You can use Policy Troubleshooter to troubleshoot principal access boundary policies. This feature is available in Preview.

Spanner

Spanner now allows privileged users to cancel long-running queries. For more information, see GoogleSQL Query cancellation or PostgreSQL Query cancellation.

Multiplexed sessions are now generally available. Multiplexed session is a new session management model which simplifies the pool management in clients. For more information, see Multiplexed sessions.

Vertex AI Agent Builder

Vertex AI Search: On July 6, text-bison@001/answer_gen/v1 is discontinued

As of July 6, 2024, model version text-bison@001/answer_gen/v1 is discontinued.

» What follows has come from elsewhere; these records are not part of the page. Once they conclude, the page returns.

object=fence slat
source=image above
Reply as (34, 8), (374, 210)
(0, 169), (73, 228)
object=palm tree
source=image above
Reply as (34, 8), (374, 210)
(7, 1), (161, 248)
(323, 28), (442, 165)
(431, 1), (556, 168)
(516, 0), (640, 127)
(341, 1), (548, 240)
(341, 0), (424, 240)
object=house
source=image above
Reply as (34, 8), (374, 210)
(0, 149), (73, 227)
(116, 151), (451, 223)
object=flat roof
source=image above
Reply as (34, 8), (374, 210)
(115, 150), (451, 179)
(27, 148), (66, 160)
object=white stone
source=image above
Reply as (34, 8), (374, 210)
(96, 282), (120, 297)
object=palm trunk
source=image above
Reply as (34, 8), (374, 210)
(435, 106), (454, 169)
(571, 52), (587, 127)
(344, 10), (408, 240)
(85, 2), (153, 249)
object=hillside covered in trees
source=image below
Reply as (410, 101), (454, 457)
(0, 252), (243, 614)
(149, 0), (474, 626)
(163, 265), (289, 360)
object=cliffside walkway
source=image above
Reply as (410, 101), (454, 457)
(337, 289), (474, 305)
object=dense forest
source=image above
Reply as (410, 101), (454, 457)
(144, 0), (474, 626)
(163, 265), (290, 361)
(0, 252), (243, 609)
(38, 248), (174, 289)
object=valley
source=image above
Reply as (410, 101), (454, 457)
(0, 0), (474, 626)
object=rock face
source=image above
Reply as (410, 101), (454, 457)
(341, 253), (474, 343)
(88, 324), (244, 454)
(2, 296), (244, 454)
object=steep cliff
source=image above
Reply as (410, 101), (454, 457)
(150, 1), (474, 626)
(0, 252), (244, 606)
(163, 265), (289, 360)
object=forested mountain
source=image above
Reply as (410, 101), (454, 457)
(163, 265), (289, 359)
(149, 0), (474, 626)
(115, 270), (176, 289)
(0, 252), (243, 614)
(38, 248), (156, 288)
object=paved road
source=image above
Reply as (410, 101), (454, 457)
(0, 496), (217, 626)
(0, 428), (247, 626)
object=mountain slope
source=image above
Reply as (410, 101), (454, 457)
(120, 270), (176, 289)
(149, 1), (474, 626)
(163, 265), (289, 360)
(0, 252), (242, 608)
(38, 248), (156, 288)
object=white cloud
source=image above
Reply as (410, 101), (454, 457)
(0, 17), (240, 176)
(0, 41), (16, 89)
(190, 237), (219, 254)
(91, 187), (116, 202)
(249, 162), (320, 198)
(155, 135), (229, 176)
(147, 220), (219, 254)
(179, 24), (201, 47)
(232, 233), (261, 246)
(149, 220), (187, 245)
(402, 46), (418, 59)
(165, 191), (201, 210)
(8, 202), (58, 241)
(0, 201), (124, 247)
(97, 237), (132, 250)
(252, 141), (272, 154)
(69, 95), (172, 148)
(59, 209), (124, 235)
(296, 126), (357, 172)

If you specify text-bison@001/answer_gen/v1 by name in your search requests, replace text-bison@001/answer_gen/v1 with a newer model or with stable.

For more information, see Answer generation model versions and lifecycle.

Vertex AI Search: gemini-1.5-flash-001/answer_gen/v1 for answer generation

Model version gemini-1.5-flash-001/answer_gen/v1 is the stable model for generating answers in Vertex AI Search.

For more information, see Answer generation model versions and lifecycle.

Vertex AI Search: You can't use the Folder option to upload structured data from Cloud Storage

When creating a data store for structured or media data, you must use the File option when importing from a Cloud Storage bucket. Choosing the Folder option results in an error, "Schema preview failed. Requested entity was not found."

To work around this issue, use the File option and upload one file from the folder. After you've created the data store, import the folder contents from the Documents tab of the data store.